In the literature, degradable polymers synthesized by controlled radical polymerisation (CRP) techniques, such as nitroxide-mediated polymerisation (NMP),⁸ atom-transfer radical polymerisation (ATRP),⁹ and reversible addition-fragmentation chain transfer (RAFT),¹⁰ have only achieved limited incorporation of degradable units throughout the polymer backbone,^11,12 typically via creative design of initiators and/or specific backbones. For example, disulfide-containing difunctional initiators have been implemented to synthesize block copolymers via ATRP that can subsequently be degraded by cleavage of the disulfide bond, resulting in polymers having half the molecular weight of the original species.¹³ In another example, Luo et al. prepared multiblock polymers with enzyme degradable units between the blocks, by clicking together a diazide peptide and a telechelic alkyne functional RAFT polymer.¹⁴

More recently, we reported RAFT step-growth polymerisation¹⁵ that combines the user-friendly nature and high functional group tolerance of RAFT polymerisation with the versatility in the polymer backbone functionality of step-growth, thus providing access to a highly functional polymer backbone in a facile manner.^15–20 RAFT step-growth polymerisation is typically carried out using stoichiometrically equivalent bifunctional monomers and chain transfer agent (CTA) reagents that can undergo an efficient single unit monomer insertion (SUMI) process. Additionally, the in situ generated pendant RAFT agents along the backbone can be directly used to graft polymeric side chains via RAFT chain-growth polymerisation, permitting the synthesis of graft copolymers with a unique step-growth backbone functionality.^15–18 A key advantage of A₂ + B₂ RAFT step-growth polymers is the integration of degradable linkers into the backbone using either the monomer or CTA units.^15,17,18 As a result, degradation of the graft-copolymer can be triggered throughout the polymer backbone, revealing a unimolecular species with a narrow molecular weight distribution (Scheme 1A).^15,17,18

Scheme 1 Dual stimuli triggerable graft copolymer in this work.
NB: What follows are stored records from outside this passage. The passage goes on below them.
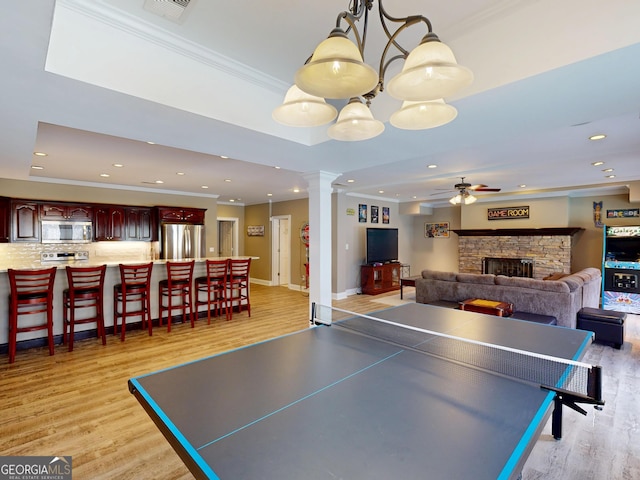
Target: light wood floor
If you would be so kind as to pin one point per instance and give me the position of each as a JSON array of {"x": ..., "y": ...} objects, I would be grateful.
[{"x": 78, "y": 403}]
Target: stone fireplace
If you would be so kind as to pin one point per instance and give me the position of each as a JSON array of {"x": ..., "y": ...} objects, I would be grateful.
[{"x": 547, "y": 249}]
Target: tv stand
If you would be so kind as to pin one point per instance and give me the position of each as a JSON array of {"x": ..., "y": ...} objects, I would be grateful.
[{"x": 377, "y": 279}]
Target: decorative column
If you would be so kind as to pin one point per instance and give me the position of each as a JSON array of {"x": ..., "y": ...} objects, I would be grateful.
[{"x": 319, "y": 188}]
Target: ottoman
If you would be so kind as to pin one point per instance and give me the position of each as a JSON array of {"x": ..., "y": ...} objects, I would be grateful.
[{"x": 608, "y": 325}]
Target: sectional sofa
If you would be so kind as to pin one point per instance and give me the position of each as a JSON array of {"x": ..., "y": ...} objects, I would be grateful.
[{"x": 561, "y": 298}]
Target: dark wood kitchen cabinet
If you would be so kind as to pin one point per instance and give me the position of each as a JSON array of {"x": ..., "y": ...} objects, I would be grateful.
[
  {"x": 5, "y": 219},
  {"x": 140, "y": 224},
  {"x": 69, "y": 212},
  {"x": 185, "y": 215},
  {"x": 109, "y": 223}
]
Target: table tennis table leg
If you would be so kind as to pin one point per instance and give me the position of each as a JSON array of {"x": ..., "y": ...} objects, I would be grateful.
[{"x": 556, "y": 419}]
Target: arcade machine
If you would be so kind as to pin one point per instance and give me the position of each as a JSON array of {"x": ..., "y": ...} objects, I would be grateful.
[{"x": 621, "y": 269}]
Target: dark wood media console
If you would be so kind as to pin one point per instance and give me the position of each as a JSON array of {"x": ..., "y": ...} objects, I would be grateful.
[{"x": 375, "y": 279}]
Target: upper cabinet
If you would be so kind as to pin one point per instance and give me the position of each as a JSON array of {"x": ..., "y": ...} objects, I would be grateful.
[
  {"x": 5, "y": 218},
  {"x": 25, "y": 224},
  {"x": 109, "y": 223},
  {"x": 69, "y": 212},
  {"x": 139, "y": 224},
  {"x": 183, "y": 215}
]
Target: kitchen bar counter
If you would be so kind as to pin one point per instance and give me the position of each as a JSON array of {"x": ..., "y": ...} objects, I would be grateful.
[{"x": 112, "y": 277}]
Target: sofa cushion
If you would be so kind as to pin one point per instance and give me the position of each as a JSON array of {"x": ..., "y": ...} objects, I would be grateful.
[
  {"x": 479, "y": 278},
  {"x": 436, "y": 275},
  {"x": 545, "y": 285}
]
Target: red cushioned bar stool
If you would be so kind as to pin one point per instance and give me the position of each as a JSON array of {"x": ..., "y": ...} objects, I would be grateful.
[
  {"x": 214, "y": 285},
  {"x": 86, "y": 291},
  {"x": 134, "y": 287},
  {"x": 177, "y": 286},
  {"x": 31, "y": 293}
]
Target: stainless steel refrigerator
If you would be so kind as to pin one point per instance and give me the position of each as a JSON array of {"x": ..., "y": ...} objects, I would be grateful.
[{"x": 179, "y": 241}]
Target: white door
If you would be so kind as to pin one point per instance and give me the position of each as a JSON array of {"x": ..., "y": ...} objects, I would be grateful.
[{"x": 281, "y": 250}]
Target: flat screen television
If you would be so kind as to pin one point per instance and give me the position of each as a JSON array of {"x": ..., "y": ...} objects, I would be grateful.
[{"x": 382, "y": 245}]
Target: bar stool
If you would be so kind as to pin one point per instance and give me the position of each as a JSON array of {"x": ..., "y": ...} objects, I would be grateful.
[
  {"x": 239, "y": 283},
  {"x": 31, "y": 292},
  {"x": 135, "y": 286},
  {"x": 178, "y": 284},
  {"x": 86, "y": 290},
  {"x": 214, "y": 284}
]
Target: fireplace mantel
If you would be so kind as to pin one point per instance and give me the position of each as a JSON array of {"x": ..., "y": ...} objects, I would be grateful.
[{"x": 525, "y": 232}]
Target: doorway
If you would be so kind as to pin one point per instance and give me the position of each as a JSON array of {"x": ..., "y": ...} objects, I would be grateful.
[
  {"x": 227, "y": 237},
  {"x": 281, "y": 250}
]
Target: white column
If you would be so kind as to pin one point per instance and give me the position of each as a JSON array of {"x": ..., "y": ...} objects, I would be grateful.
[{"x": 319, "y": 187}]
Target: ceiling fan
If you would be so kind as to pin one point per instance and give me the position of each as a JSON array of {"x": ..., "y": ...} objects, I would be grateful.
[{"x": 465, "y": 189}]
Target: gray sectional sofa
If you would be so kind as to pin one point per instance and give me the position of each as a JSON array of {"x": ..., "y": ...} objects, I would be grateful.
[{"x": 561, "y": 298}]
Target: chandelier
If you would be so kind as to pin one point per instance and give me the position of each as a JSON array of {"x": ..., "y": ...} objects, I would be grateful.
[{"x": 336, "y": 70}]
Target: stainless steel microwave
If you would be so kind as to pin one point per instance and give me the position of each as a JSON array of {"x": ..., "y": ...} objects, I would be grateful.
[{"x": 56, "y": 231}]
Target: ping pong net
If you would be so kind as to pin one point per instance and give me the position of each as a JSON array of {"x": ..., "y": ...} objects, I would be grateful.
[{"x": 573, "y": 382}]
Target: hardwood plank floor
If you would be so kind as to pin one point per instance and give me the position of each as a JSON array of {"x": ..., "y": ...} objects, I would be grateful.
[{"x": 78, "y": 403}]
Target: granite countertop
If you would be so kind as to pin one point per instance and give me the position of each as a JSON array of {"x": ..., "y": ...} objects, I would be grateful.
[{"x": 95, "y": 262}]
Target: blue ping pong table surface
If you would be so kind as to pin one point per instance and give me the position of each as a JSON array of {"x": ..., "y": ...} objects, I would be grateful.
[{"x": 327, "y": 403}]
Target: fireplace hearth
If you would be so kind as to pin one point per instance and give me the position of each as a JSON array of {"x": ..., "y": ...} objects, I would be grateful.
[{"x": 510, "y": 267}]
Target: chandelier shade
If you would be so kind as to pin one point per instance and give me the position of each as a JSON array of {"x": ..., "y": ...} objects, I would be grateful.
[
  {"x": 429, "y": 72},
  {"x": 336, "y": 70},
  {"x": 300, "y": 109},
  {"x": 355, "y": 123},
  {"x": 423, "y": 115}
]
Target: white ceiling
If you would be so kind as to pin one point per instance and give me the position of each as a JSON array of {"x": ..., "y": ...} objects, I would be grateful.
[{"x": 90, "y": 82}]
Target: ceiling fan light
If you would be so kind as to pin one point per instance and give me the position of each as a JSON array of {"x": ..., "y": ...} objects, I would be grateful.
[
  {"x": 423, "y": 115},
  {"x": 300, "y": 109},
  {"x": 355, "y": 123},
  {"x": 429, "y": 72},
  {"x": 336, "y": 70}
]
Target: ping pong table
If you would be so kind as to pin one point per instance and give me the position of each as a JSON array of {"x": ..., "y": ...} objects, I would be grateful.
[{"x": 330, "y": 402}]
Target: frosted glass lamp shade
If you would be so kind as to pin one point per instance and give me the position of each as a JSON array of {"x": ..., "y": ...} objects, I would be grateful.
[
  {"x": 300, "y": 109},
  {"x": 423, "y": 115},
  {"x": 429, "y": 72},
  {"x": 355, "y": 123},
  {"x": 336, "y": 70}
]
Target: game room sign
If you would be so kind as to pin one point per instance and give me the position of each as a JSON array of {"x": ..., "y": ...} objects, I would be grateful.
[{"x": 507, "y": 213}]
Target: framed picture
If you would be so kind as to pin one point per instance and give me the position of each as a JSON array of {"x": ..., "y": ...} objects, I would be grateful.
[
  {"x": 374, "y": 214},
  {"x": 436, "y": 230},
  {"x": 362, "y": 213},
  {"x": 255, "y": 230},
  {"x": 385, "y": 214}
]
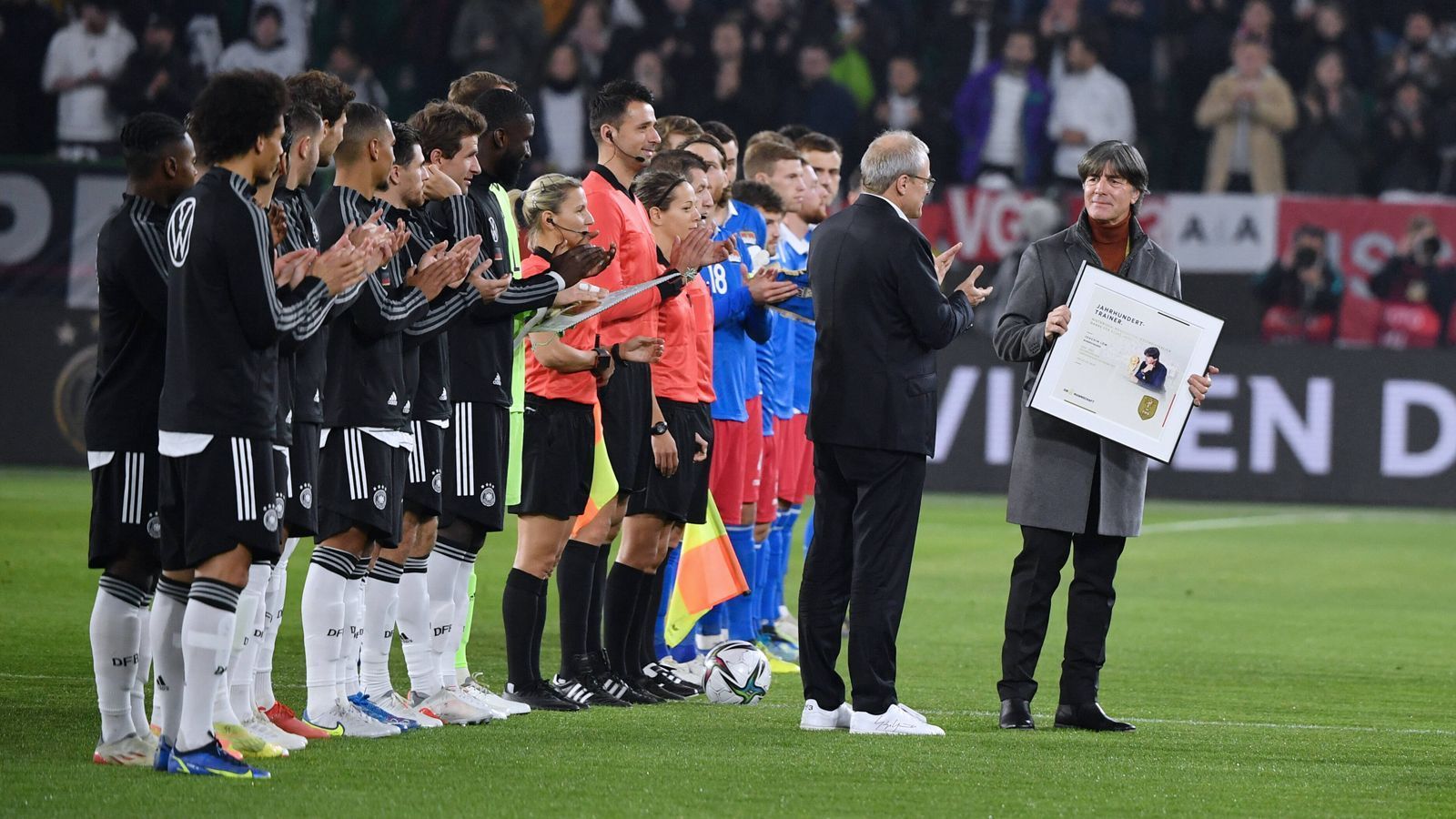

Materials that can respond to more than one stimulus are becoming increasingly desirable for certain applications such as drug delivery where drug release kinetics can be optimized towards target sites;^21–23 yet there are relatively few reported examples of polymers where two or more orthogonally degradable functionalities are incorporated into the polymer backbone. In one such example, Chang et al. demonstrated dual stimuli-responsive sequential degradation of a terpolymer containing both disulfide and phosphoester moieties prepared via ring opening metathesis polymerisation (ROMP).²⁴

Since A₂ + B₂ step-growth polymerisation can allow an alternating sequence of functionalities to be embedded along the polymer backbone, we hypothesized that A₂ + B₂ RAFT step-growth could employ two orthogonally degradable functionalities, individually embedded in the bifunctional monomer and CTA reagents, to achieve orthogonal degradation. Furthermore, by grafting from this backbone we could prepare a dual stimuli-responsive graft copolymer that can selectively degrade with the desired linker, allowing for tuneability and tandem degradation with a high level of precision (Scheme 1B).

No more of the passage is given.